As I've been telling people our news I've been so touched at how deeply people have reacted. I'd say the majority of my friends have teared up. I'm tempted to blame hormones but this has been an incredibly intense experience for me for two main reasons:
* over the past year I've been questioning the quality of my friendships. I've been hurt and disappointed by many people, from petty slights to real emotional injuries. I've tried hard to be a good friend but apparently that's not always enough.
* I am genuinely in mourning for my childless life and all the things I'd planned to do that I won't be able to for the next 5-10-20 years. Yes, I know at I can bring Bassou along on a lot of them, and yes, I know that this is one season of many in my life, but now I'm like, WTH was I thinking? No more trapeze class/open mic night/scuba diving certification, etc. I know we will have other adventures but it doesn't mean I can't be sad for my old bucket list.

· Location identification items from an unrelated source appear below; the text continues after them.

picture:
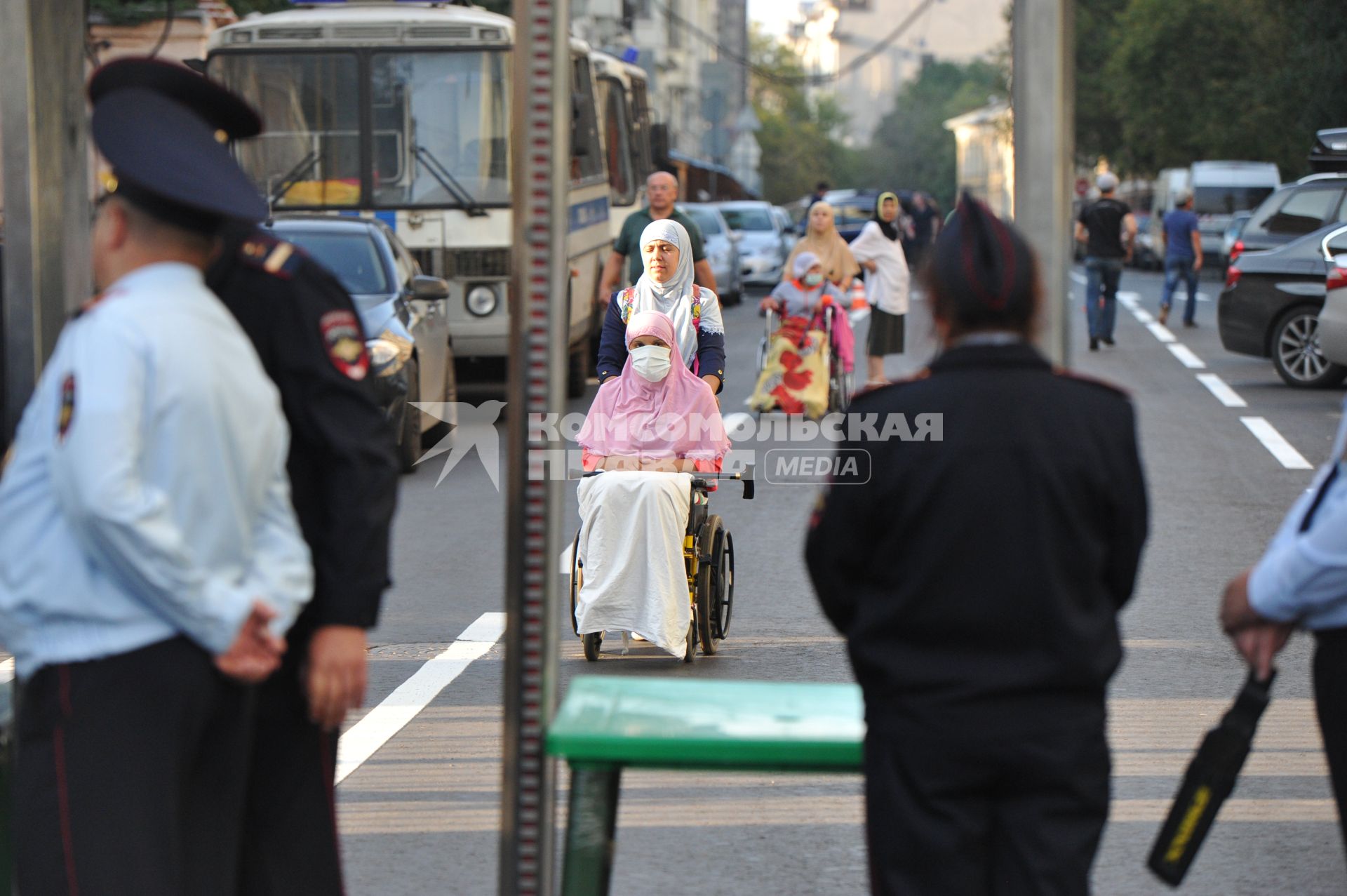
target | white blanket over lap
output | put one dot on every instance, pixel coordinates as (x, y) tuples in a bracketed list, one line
[(632, 550)]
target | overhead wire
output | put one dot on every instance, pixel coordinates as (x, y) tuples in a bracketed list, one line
[(803, 80)]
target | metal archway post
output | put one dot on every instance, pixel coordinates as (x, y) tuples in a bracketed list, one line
[(1043, 36), (540, 109)]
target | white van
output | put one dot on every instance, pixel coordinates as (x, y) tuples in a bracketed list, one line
[(1222, 189)]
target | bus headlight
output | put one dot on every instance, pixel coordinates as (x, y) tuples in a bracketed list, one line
[(481, 301)]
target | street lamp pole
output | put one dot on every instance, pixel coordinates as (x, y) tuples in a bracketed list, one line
[(1043, 100), (540, 109)]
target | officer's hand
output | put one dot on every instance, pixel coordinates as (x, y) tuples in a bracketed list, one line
[(255, 653), (336, 674), (1235, 612)]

On September 20th, 2012 06:10 pm (UTC), (Anonymous) commented:
who says you can't take a trapeze class when you have a kid?? i'd babysit bassou for you while you went and did it. or rob and i could go with you guys as a double date and we can take turns holding the baby. or... bassou can just try it too. so many options. anyway, joanna goddard has a baby and she did it (http://joannagoddard.blogspot.com/2012/05/nyc-dates-trapeze-class.html).

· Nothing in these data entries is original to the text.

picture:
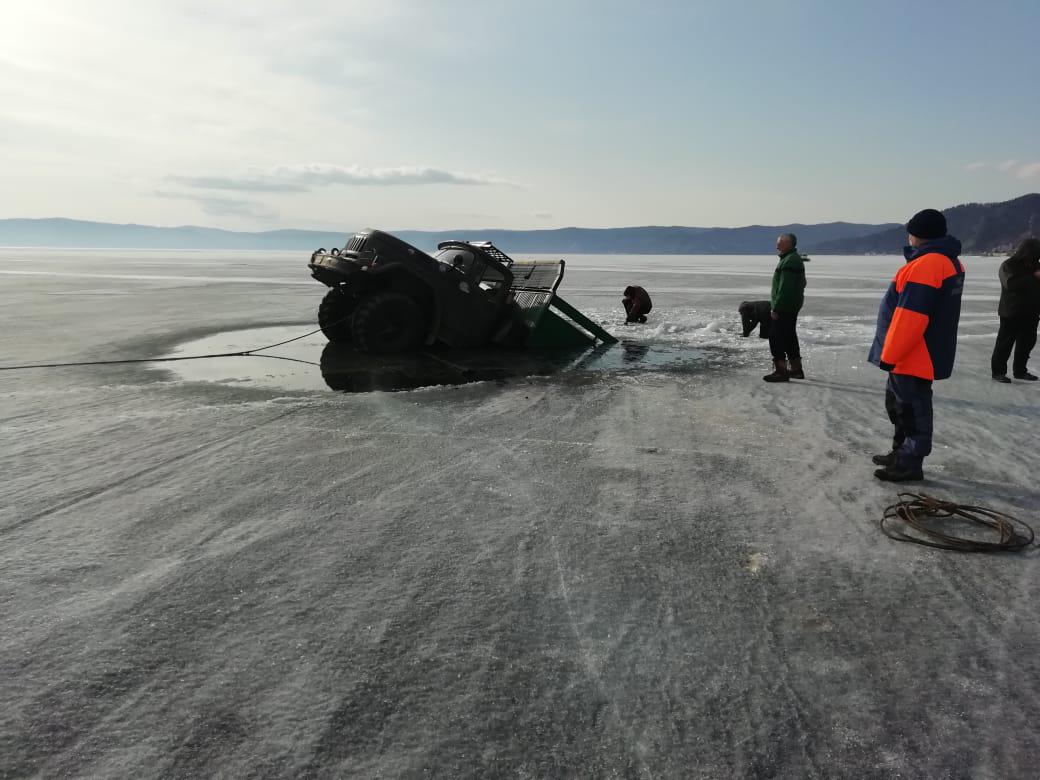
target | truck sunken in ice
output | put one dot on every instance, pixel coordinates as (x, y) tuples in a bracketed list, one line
[(388, 296)]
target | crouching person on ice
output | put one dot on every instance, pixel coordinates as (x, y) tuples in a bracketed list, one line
[(916, 340), (637, 303)]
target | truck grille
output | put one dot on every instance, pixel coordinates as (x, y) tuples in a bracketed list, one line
[(357, 243)]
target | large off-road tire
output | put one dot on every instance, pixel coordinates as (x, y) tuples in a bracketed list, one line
[(388, 322), (334, 315)]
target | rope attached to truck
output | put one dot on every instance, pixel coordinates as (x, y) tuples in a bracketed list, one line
[(242, 354)]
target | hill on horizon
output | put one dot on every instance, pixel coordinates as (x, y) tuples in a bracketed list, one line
[(635, 240), (981, 227)]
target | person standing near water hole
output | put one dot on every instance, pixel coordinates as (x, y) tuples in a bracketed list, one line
[(786, 299), (1019, 312), (637, 303), (915, 341)]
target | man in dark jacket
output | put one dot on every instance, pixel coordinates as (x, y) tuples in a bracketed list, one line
[(637, 303), (785, 302), (916, 340), (1019, 311)]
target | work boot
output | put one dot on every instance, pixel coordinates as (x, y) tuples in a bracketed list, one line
[(897, 473), (887, 460), (780, 372)]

i didn't mean for this to focus just on the trapeze class but i just really want this trapeze dream to be fulfilled. -hannah
Your decision to be a mom is a huge one and it is a sacrifice. I often miss my "old" life or my imagined "lives". I have about 20 life plans and only one life to live. It has been very liberating this year for 3 of my 4 to be in school. With just me and Vinny at home, I feel like I'm getting a bit of identity back. That said, we have decided to have another baby who will also be born in April! This 5th baby was actually the hardest decision I have made in my life. Choosing motherhood is a hard choice. All the more for someone so smart and in such a rewarding career-to be quite honest I would have struggled more in your shoes. As it is, I've been home for awhile, would need to go back to school, and blah blah to fill my dreams. Still, we only have one life and this is a great decision. I hope the "no book" isn't depressing you! You have made a wonderful, courageous and unselfish decision-and yes, it is hard.

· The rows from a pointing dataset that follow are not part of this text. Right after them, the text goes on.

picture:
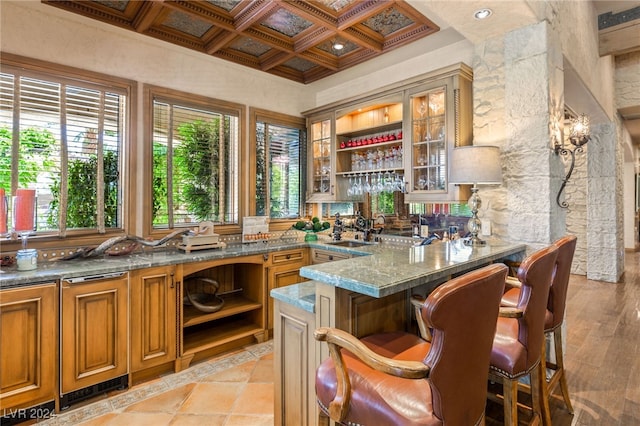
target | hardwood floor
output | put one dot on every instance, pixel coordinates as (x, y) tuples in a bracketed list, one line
[(602, 360), (602, 356)]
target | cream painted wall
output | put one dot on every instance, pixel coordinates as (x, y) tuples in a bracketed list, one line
[(32, 29), (413, 60)]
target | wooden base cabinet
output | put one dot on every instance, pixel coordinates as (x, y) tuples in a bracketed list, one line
[(295, 363), (94, 328), (241, 321), (283, 270), (153, 310), (28, 341)]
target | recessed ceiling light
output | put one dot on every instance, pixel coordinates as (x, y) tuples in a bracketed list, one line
[(482, 13)]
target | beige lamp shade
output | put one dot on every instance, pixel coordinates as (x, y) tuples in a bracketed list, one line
[(476, 164)]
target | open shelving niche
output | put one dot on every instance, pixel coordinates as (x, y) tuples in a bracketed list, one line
[(362, 129), (242, 317)]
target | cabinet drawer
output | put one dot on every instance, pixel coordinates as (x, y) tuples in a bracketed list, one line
[(280, 257), (322, 256)]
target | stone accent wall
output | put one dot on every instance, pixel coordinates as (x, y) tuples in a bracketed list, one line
[(534, 86), (627, 80), (575, 195), (489, 128), (605, 257)]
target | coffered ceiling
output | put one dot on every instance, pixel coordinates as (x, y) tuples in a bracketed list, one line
[(294, 39)]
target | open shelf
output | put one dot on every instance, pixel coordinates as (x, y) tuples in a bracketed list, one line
[(232, 306), (363, 131), (202, 338)]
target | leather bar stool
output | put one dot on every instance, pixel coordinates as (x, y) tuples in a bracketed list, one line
[(554, 317), (401, 379), (518, 344)]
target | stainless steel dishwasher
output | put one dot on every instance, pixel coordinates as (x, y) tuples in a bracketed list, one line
[(94, 336)]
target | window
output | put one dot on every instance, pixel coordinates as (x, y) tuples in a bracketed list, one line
[(195, 159), (62, 134), (279, 146)]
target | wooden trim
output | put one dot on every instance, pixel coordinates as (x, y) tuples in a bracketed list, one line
[(71, 75), (262, 115), (197, 101), (619, 39)]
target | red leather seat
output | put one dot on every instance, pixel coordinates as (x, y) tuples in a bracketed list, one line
[(518, 344), (400, 379), (554, 316)]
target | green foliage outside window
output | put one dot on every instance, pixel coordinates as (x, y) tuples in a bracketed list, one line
[(82, 193), (196, 163), (34, 156)]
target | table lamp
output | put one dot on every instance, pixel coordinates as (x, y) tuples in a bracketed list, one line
[(474, 165)]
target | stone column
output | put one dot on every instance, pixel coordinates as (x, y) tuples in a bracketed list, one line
[(534, 104), (605, 242)]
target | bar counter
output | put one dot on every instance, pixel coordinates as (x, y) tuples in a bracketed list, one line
[(366, 294)]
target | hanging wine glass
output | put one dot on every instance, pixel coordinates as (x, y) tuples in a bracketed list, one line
[(367, 185), (350, 187)]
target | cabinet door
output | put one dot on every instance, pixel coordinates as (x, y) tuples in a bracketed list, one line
[(94, 332), (28, 338), (153, 317), (321, 171), (281, 276), (438, 117)]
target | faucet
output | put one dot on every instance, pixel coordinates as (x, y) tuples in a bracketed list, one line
[(429, 240), (338, 228)]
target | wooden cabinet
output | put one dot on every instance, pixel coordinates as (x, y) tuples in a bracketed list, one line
[(154, 319), (397, 140), (241, 320), (438, 118), (321, 157), (369, 147), (295, 363), (322, 256), (28, 342), (94, 331), (283, 270)]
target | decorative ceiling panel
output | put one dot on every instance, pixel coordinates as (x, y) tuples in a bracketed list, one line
[(293, 39)]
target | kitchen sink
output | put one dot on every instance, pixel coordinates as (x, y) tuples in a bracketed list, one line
[(349, 243)]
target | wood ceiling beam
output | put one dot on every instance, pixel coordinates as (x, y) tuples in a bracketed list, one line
[(620, 39), (311, 13), (218, 41), (147, 15), (363, 36), (253, 13), (272, 60), (202, 13), (312, 38), (362, 11)]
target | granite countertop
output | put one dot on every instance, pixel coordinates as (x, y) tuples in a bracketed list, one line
[(48, 271), (391, 269)]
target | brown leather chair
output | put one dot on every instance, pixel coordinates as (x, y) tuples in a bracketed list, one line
[(400, 379), (518, 344), (555, 314)]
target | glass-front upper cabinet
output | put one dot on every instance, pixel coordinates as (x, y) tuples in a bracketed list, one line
[(438, 118), (321, 186), (369, 147)]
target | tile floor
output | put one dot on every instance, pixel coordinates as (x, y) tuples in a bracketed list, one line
[(234, 389)]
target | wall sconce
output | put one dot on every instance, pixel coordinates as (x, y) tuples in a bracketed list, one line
[(578, 136)]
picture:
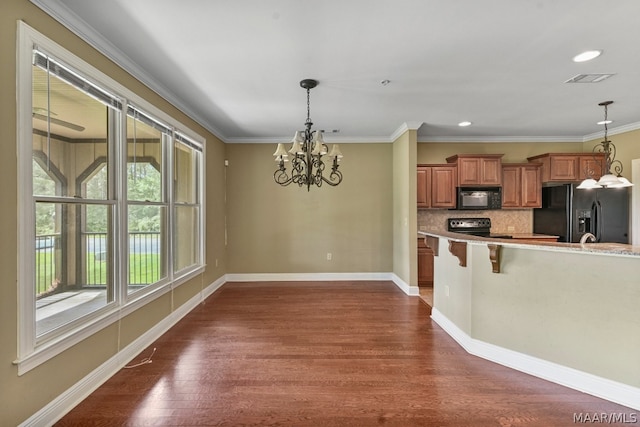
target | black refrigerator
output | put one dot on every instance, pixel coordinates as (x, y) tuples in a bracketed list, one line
[(570, 212)]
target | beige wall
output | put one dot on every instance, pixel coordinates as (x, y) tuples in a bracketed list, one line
[(22, 396), (404, 211), (514, 152), (585, 321), (274, 229)]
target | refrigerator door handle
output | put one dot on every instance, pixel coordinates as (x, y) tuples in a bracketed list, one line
[(596, 219), (593, 223), (599, 221)]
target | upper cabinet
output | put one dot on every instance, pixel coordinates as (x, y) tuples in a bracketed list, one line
[(521, 185), (478, 169), (569, 167), (437, 186)]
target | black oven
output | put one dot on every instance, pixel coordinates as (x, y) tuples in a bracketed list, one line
[(478, 198)]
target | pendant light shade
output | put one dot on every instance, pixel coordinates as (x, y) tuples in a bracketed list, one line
[(608, 179)]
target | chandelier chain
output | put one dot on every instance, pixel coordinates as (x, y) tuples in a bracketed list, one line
[(306, 155)]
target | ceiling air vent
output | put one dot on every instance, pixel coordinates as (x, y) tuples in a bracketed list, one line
[(589, 78)]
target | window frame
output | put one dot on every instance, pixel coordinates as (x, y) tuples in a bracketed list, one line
[(33, 351)]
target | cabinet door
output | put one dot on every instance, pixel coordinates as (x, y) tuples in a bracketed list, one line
[(469, 171), (531, 187), (563, 168), (424, 187), (511, 188), (490, 171), (425, 264), (591, 166), (443, 186)]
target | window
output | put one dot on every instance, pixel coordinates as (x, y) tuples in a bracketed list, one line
[(111, 196)]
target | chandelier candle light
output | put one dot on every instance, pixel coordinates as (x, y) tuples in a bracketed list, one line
[(608, 180), (307, 151)]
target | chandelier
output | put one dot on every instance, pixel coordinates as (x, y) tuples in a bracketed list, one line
[(306, 152), (609, 179)]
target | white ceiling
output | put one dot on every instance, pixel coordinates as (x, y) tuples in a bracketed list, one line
[(235, 65)]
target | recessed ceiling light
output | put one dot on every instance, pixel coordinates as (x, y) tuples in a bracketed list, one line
[(587, 55)]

It was SO wonderful when I saw how many people on Facebook were so lovely and supportive and excited for you! I'm so so so pleased for you both.
And I know I don't have a lot of experience with the 'before babies' bucket list - but there are SO many wonderful things you'll get to experience as a mommy. :)
I just saw this post and had to comment. I completely understand your mourning your childless life. I am not even pregnant yet but am mourning my own! We are in the stage where we know we are going to be trying sooner rather than later, and to be honest, it freaks me out! I keep thinking, I can't do this or that once we get pregnant/have a baby! And then of course, I feel as though I haven't accomplished nearly as much as I wanted to before having kiddos. Let me know how you get through your own mourning stage. Or maybe it never really goes away?